Let's see if this helps. Let $\mathbf{x}_1 = (x_1,y_1,z_1)$ and $\mathbf{x}_2 = (x_2,y_2,z_2)$ be two points lying on the circles 1 and 2, respectively. Then, the parametric equations for these points are given by (see here for a derivation):
\begin{align}
\mathbf{x}_1 & = \mathbf{c}_1 + r_1 (\cos \theta \, \mathbf{a} + \sin \theta \,\mathbf{b}),\\
\mathbf{x}_2 & = \mathbf{c}_2 + r_2 (\cos \lambda \, \mathbf{p} + \sin \lambda \,\mathbf{q}),
\end{align} for $\theta, \lambda \in [0,2\pi)$. The way to compute the unit vectors $\mathbf{a}$ and $\mathbf{b}$ and $\mathbf{p}$ and $\mathbf{q}$ from $\mathbf{n}_1$ and $\mathbf{n}_2$ is explained in the link above.
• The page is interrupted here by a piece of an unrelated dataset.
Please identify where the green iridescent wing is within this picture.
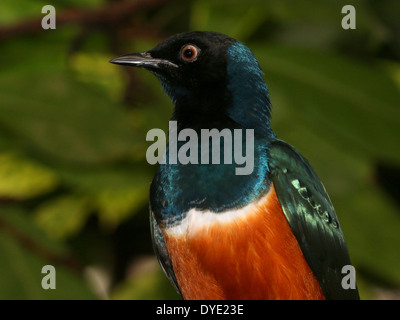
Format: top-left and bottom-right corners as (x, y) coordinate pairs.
(269, 140), (359, 299)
Now, the distance between points pertaining to each circle is given by:
$$ d(\mathbf{x}_1,\mathbf{x}_2) = \sqrt{(x_1 - x_2)^2 + (y_1 - y_2)^2 + (z_1 - z_2)^2}, $$ which depends exclusively on $\theta$ and $\lambda$. This will become your function to maximize, or more conveniently $d^2$. The set of critical points is then given by the equation:
$$ \partial_\theta d^2 = 0, \quad \partial_\lambda d^2 = 0,$$ i.e., the gradient of $d^2$, with respect to the independent variables, $\theta$ and $\lambda$, must be zero (necessary condition for optimality).
Edit. This is definitely wrong: I don't know if setting $\lambda = \theta$, in order to make $d$ only dependent on one variable, makes any sense, since there's no restriction for doing that (I strongly think that this is not legit).
Hope this helps.
Cheers.